When the victim told her boyfriend that she "needed help," the assailant grabbed the telephone and ordered the man to deliver $200 to the East Baltimore location for the safe return of his girlfriend, Agent Jenkins said. The boyfriend was warned not to call the police, Agent Jenkins said.

The boyfriend arrived a short time later and placed the money on the trunk of a car parked at the end of an alley in the 800 block of N. Durham St. where he could be observed by the assailant in the vacant house, police said.

After the boyfriend walked away from the car, as instructed, the assailant, wearing a ski mask, retrieved the money and returned to the vacant house where he released the woman several minutes later, they said.

The couple then telephoned police about 9 a.m.

Dr. John Stobo, chairman of the department of medicine and chairman of an ad hoc committee on security of the Johns Hopkins Medical Institutions, said the area bordered by Caroline Street, Washington Street, Ashland Avenue and Eager Street has become particularly dangerous. "What we are saying is there is an increasing incidence of violent crime in this area and it needs more attention, more attention than it is getting now," he said at the news conference yesterday.
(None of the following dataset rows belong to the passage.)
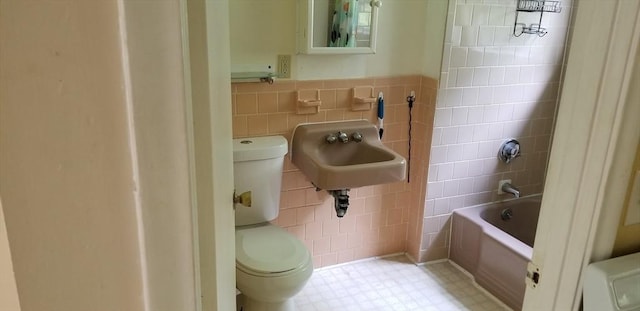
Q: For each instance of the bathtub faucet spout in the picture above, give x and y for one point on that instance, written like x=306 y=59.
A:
x=509 y=188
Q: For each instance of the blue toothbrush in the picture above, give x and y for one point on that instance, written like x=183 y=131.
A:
x=380 y=114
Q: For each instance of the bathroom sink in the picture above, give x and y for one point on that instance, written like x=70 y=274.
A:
x=356 y=158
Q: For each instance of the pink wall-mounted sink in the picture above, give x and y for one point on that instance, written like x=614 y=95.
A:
x=344 y=155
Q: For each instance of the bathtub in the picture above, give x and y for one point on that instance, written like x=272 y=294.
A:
x=496 y=251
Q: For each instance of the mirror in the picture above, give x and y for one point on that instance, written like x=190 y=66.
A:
x=337 y=26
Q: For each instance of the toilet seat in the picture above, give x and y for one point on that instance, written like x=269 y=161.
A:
x=267 y=250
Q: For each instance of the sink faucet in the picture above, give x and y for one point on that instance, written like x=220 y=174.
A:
x=509 y=188
x=343 y=137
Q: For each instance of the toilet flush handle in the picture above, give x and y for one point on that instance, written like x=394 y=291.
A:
x=244 y=198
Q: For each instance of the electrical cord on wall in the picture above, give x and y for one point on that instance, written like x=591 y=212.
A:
x=410 y=99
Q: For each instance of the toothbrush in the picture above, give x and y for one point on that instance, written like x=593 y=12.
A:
x=380 y=114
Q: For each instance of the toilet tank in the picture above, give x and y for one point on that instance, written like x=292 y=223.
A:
x=613 y=284
x=257 y=167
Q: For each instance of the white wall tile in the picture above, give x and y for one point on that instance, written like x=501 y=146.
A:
x=459 y=116
x=488 y=149
x=495 y=131
x=510 y=16
x=507 y=56
x=460 y=169
x=433 y=173
x=481 y=76
x=465 y=186
x=453 y=97
x=516 y=93
x=480 y=15
x=496 y=76
x=475 y=167
x=505 y=113
x=512 y=75
x=450 y=188
x=445 y=171
x=456 y=35
x=452 y=78
x=458 y=57
x=444 y=77
x=442 y=117
x=485 y=95
x=476 y=115
x=503 y=35
x=475 y=56
x=441 y=207
x=469 y=151
x=464 y=14
x=469 y=36
x=522 y=55
x=446 y=56
x=517 y=128
x=436 y=136
x=449 y=135
x=480 y=132
x=491 y=113
x=496 y=15
x=526 y=74
x=470 y=95
x=501 y=94
x=465 y=134
x=434 y=189
x=486 y=35
x=454 y=153
x=454 y=203
x=465 y=77
x=491 y=56
x=438 y=154
x=524 y=110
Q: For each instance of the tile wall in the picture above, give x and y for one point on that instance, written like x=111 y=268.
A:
x=494 y=86
x=382 y=219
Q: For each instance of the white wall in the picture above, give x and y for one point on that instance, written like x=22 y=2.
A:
x=8 y=290
x=66 y=176
x=154 y=49
x=94 y=171
x=409 y=40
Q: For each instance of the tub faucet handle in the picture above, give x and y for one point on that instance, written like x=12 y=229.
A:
x=343 y=137
x=507 y=187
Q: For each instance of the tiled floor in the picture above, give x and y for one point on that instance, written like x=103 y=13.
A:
x=393 y=283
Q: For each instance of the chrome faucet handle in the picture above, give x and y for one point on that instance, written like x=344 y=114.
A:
x=331 y=138
x=343 y=137
x=357 y=137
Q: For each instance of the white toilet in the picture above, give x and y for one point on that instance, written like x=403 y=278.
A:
x=271 y=264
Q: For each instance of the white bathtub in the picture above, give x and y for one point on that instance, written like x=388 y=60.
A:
x=496 y=251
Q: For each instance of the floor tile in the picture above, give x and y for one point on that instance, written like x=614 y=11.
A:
x=393 y=283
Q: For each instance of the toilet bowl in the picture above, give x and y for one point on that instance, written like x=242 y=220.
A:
x=272 y=265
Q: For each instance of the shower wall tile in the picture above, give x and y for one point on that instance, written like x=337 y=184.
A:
x=509 y=89
x=381 y=220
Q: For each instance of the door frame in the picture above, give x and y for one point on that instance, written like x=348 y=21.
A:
x=592 y=153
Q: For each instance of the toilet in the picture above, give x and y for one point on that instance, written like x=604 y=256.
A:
x=272 y=265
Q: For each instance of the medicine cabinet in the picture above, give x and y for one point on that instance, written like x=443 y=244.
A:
x=337 y=26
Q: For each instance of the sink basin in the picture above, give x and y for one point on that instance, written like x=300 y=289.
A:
x=344 y=165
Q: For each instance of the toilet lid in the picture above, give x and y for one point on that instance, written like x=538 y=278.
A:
x=269 y=249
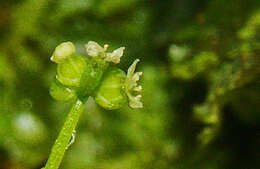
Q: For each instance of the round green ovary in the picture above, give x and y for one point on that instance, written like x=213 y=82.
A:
x=109 y=94
x=70 y=70
x=60 y=92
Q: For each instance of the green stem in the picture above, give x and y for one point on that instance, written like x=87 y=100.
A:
x=65 y=134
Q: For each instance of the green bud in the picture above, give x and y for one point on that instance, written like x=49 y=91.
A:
x=91 y=76
x=110 y=94
x=70 y=70
x=62 y=52
x=60 y=92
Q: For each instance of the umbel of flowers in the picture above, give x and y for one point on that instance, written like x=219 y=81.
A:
x=80 y=76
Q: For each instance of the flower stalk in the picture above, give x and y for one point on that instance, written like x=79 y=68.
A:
x=65 y=134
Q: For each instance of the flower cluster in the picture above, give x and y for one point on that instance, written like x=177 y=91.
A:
x=80 y=77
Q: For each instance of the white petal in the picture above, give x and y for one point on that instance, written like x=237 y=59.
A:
x=93 y=48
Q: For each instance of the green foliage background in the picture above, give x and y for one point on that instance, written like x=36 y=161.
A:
x=201 y=64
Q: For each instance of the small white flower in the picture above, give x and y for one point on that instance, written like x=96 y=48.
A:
x=94 y=49
x=115 y=55
x=131 y=86
x=63 y=51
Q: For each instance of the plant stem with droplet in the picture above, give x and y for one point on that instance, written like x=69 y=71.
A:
x=65 y=134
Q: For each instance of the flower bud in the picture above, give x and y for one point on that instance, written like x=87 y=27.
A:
x=70 y=70
x=62 y=52
x=91 y=77
x=60 y=92
x=110 y=94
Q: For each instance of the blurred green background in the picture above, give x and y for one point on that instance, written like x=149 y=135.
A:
x=201 y=83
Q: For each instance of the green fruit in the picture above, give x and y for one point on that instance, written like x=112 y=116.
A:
x=70 y=70
x=110 y=94
x=60 y=92
x=91 y=77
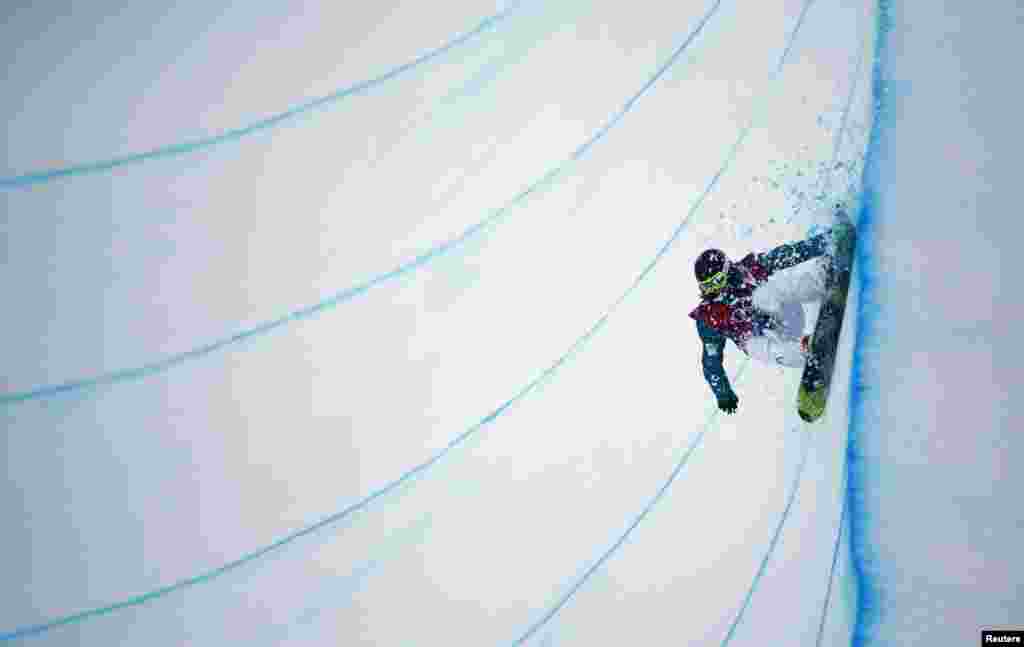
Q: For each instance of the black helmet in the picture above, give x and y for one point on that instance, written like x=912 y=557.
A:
x=712 y=268
x=710 y=263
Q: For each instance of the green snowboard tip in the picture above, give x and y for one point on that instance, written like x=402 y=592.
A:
x=811 y=404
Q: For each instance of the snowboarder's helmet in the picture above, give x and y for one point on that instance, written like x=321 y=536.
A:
x=712 y=269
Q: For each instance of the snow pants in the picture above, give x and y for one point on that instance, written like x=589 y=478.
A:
x=783 y=296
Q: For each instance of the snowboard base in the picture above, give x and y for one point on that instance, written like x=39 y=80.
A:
x=816 y=380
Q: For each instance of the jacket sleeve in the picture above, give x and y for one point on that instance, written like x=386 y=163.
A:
x=792 y=254
x=713 y=344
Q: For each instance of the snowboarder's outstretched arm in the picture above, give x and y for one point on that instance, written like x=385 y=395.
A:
x=713 y=344
x=792 y=254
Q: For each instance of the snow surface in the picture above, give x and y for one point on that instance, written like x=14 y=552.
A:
x=278 y=385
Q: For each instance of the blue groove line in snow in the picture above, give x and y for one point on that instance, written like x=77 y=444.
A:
x=555 y=608
x=730 y=156
x=842 y=519
x=348 y=294
x=863 y=395
x=195 y=145
x=407 y=476
x=771 y=546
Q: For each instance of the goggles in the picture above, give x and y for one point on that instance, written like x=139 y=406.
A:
x=714 y=284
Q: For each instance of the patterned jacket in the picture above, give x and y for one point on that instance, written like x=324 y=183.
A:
x=731 y=313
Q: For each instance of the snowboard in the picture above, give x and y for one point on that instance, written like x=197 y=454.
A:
x=816 y=380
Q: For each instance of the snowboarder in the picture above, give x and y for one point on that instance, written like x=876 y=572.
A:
x=764 y=318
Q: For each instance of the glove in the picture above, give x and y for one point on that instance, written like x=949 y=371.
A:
x=728 y=403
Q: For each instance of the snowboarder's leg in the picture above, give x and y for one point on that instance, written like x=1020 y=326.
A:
x=782 y=296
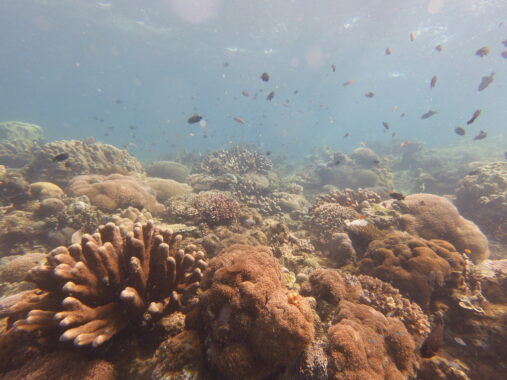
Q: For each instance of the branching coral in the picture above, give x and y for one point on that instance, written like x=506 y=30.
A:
x=237 y=160
x=93 y=290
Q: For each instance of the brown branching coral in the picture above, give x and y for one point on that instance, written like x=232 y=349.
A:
x=93 y=290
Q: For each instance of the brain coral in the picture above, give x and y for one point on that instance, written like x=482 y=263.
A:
x=93 y=290
x=433 y=217
x=84 y=158
x=115 y=191
x=482 y=197
x=245 y=308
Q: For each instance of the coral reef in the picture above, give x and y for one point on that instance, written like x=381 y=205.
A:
x=210 y=207
x=433 y=217
x=18 y=142
x=481 y=196
x=168 y=170
x=115 y=191
x=360 y=340
x=93 y=290
x=245 y=308
x=165 y=189
x=84 y=158
x=427 y=272
x=237 y=160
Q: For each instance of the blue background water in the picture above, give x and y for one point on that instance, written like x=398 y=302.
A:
x=143 y=67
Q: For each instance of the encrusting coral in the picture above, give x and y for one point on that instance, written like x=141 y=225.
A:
x=245 y=309
x=433 y=217
x=93 y=290
x=115 y=191
x=85 y=157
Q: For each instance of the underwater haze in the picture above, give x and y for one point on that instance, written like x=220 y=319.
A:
x=253 y=189
x=67 y=63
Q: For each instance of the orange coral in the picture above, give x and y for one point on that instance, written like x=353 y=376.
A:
x=245 y=308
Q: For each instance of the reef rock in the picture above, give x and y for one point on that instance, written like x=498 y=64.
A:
x=481 y=196
x=84 y=158
x=433 y=217
x=168 y=170
x=115 y=191
x=245 y=308
x=19 y=142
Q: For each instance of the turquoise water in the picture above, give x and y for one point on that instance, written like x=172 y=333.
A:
x=130 y=73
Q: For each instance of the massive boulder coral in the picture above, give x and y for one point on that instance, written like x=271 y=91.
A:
x=18 y=142
x=93 y=290
x=421 y=269
x=369 y=330
x=115 y=191
x=85 y=157
x=433 y=217
x=245 y=308
x=481 y=196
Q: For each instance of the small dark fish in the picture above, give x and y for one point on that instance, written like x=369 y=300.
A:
x=433 y=81
x=485 y=82
x=194 y=119
x=482 y=51
x=481 y=135
x=434 y=341
x=395 y=195
x=474 y=117
x=60 y=157
x=428 y=114
x=459 y=131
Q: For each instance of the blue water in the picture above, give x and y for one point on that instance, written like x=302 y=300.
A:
x=130 y=73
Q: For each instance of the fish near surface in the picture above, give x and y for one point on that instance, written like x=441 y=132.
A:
x=436 y=338
x=428 y=114
x=485 y=82
x=481 y=135
x=483 y=51
x=433 y=81
x=474 y=117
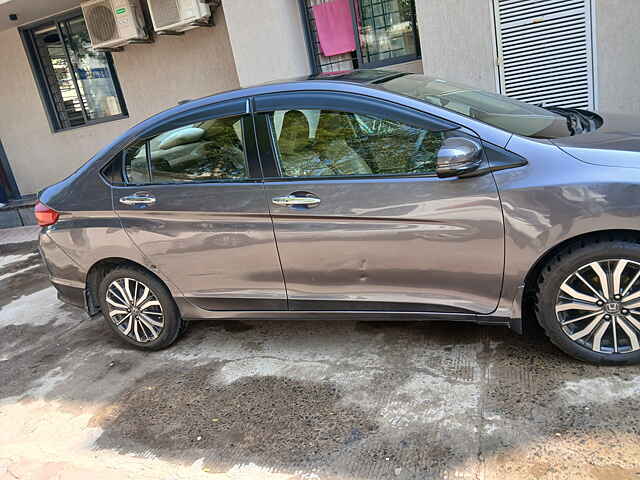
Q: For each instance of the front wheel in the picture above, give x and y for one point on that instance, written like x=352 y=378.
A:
x=139 y=308
x=588 y=301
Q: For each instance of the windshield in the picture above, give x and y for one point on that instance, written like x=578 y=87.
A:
x=497 y=110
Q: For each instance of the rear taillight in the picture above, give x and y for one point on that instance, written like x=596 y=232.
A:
x=45 y=216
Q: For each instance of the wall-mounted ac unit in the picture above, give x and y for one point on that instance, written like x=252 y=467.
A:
x=174 y=16
x=113 y=23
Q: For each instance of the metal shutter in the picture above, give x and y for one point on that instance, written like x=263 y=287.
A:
x=544 y=51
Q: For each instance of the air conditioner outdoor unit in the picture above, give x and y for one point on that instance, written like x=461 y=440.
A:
x=174 y=16
x=113 y=23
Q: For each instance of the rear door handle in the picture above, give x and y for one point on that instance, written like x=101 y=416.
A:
x=139 y=198
x=295 y=200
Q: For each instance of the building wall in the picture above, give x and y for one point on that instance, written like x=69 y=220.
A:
x=618 y=55
x=458 y=40
x=268 y=40
x=154 y=77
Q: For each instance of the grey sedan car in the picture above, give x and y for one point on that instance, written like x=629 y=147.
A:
x=371 y=195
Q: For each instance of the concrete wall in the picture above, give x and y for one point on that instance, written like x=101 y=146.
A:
x=153 y=77
x=268 y=40
x=618 y=55
x=458 y=40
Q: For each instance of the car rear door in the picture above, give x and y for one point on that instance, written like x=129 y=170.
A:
x=193 y=201
x=361 y=220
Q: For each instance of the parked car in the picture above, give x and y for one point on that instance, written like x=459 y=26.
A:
x=363 y=195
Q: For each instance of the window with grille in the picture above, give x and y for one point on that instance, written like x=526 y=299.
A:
x=79 y=85
x=384 y=33
x=545 y=51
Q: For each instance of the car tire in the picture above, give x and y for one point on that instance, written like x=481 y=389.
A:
x=558 y=277
x=150 y=320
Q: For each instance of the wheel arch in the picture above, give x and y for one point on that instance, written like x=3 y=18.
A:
x=100 y=269
x=531 y=279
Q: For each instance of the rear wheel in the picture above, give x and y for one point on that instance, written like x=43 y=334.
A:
x=139 y=308
x=588 y=302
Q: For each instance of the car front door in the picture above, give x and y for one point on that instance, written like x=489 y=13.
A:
x=193 y=201
x=362 y=222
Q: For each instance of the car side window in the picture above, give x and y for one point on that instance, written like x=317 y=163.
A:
x=207 y=151
x=318 y=143
x=135 y=164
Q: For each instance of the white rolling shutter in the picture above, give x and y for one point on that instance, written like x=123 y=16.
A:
x=544 y=51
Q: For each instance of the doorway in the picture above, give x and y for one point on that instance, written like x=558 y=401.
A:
x=8 y=187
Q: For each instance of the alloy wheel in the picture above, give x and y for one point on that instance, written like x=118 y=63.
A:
x=598 y=306
x=135 y=309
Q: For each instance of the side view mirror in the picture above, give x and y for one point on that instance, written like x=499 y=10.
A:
x=458 y=155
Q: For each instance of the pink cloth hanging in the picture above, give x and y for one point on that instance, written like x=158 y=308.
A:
x=335 y=27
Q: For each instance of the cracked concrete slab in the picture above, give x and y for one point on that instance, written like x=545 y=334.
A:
x=291 y=400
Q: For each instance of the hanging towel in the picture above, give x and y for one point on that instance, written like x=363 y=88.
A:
x=335 y=27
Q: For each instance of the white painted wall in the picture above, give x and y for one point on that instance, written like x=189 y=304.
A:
x=154 y=77
x=457 y=40
x=268 y=40
x=617 y=34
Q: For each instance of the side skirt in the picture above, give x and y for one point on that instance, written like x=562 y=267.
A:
x=191 y=313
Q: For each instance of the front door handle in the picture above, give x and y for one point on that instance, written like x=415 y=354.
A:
x=139 y=198
x=294 y=200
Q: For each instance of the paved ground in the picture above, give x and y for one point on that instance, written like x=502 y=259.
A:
x=286 y=400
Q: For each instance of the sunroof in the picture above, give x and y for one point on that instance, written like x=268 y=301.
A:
x=359 y=76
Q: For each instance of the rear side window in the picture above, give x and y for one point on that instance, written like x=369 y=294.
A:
x=322 y=143
x=207 y=151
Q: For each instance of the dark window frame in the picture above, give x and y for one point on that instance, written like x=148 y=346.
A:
x=313 y=45
x=338 y=101
x=249 y=151
x=282 y=177
x=55 y=124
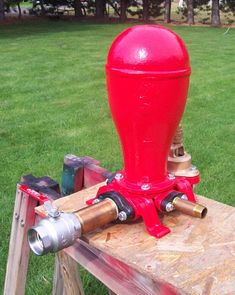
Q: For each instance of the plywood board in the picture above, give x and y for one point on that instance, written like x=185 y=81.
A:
x=197 y=257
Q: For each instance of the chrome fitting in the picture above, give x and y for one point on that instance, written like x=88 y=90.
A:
x=54 y=233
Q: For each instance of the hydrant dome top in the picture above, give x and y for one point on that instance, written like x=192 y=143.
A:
x=151 y=49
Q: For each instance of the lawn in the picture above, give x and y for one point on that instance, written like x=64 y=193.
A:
x=53 y=102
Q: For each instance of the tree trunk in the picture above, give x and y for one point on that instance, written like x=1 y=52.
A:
x=123 y=7
x=167 y=13
x=215 y=13
x=2 y=11
x=99 y=5
x=19 y=10
x=145 y=10
x=78 y=8
x=43 y=12
x=190 y=17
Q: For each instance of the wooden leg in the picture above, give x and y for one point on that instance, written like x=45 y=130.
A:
x=18 y=256
x=58 y=283
x=67 y=279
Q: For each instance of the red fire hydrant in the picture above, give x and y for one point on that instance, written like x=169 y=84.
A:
x=147 y=79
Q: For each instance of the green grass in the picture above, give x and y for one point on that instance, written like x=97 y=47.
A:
x=53 y=102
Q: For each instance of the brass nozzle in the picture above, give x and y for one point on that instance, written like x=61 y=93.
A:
x=187 y=207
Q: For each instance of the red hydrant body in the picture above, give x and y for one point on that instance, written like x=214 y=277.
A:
x=147 y=79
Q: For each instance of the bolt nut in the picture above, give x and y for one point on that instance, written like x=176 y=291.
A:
x=118 y=176
x=95 y=201
x=169 y=207
x=122 y=216
x=145 y=187
x=184 y=197
x=171 y=176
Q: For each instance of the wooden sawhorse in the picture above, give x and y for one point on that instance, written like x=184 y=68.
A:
x=197 y=257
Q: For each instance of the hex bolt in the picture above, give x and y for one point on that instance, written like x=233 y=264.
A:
x=51 y=211
x=169 y=207
x=145 y=187
x=118 y=176
x=122 y=216
x=171 y=176
x=184 y=197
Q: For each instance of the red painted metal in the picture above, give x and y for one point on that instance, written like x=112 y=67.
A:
x=147 y=74
x=32 y=193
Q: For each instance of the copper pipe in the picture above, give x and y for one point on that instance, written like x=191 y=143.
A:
x=187 y=207
x=97 y=215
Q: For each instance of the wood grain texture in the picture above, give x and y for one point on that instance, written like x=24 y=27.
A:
x=18 y=256
x=70 y=274
x=197 y=257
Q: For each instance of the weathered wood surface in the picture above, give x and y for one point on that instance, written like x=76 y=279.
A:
x=198 y=257
x=18 y=256
x=67 y=270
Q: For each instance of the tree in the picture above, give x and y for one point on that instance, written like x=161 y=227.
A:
x=215 y=13
x=190 y=14
x=78 y=8
x=2 y=10
x=99 y=8
x=167 y=13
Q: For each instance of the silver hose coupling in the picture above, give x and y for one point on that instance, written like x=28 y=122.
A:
x=56 y=232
Dr. Stobo said he has talked with police Commissioner Edward V. Woods, who agreed with him that the situation had become intolerable.

"At this point, he hasn't told us specifically what he will do," Dr. Stobo said. "We want more police, more police protection. We want the area to be cleaned of drug dealing."

Four additional officers from the Eastern District will be assigned to the Wolfe Street corridor, where the abduction and rape occurred, two on foot patrol and two in stationary police cruisers, Agent Jenkins said.

News of the attack spread quickly through the Hopkins complex.

Medical student Lisa Jones said she doesn't even feel safe walking along Monument Street after dark in front of the hospital. "I know a lot of the people I study with who . . . will not walk that walk," she said.

After a doctor was kidnapped from a Hopkins garage and left for dead in February, some employees circulated petitions calling on the administration to make the 20-block medical campus safer. "Failure to improve security will have a devastating impact on the recruitment and retention of faculty, staff, students and patients," the petition said.

A member of the medical school faculty, who asked that his name not be used, said the hospital administration is insulated from the security problems.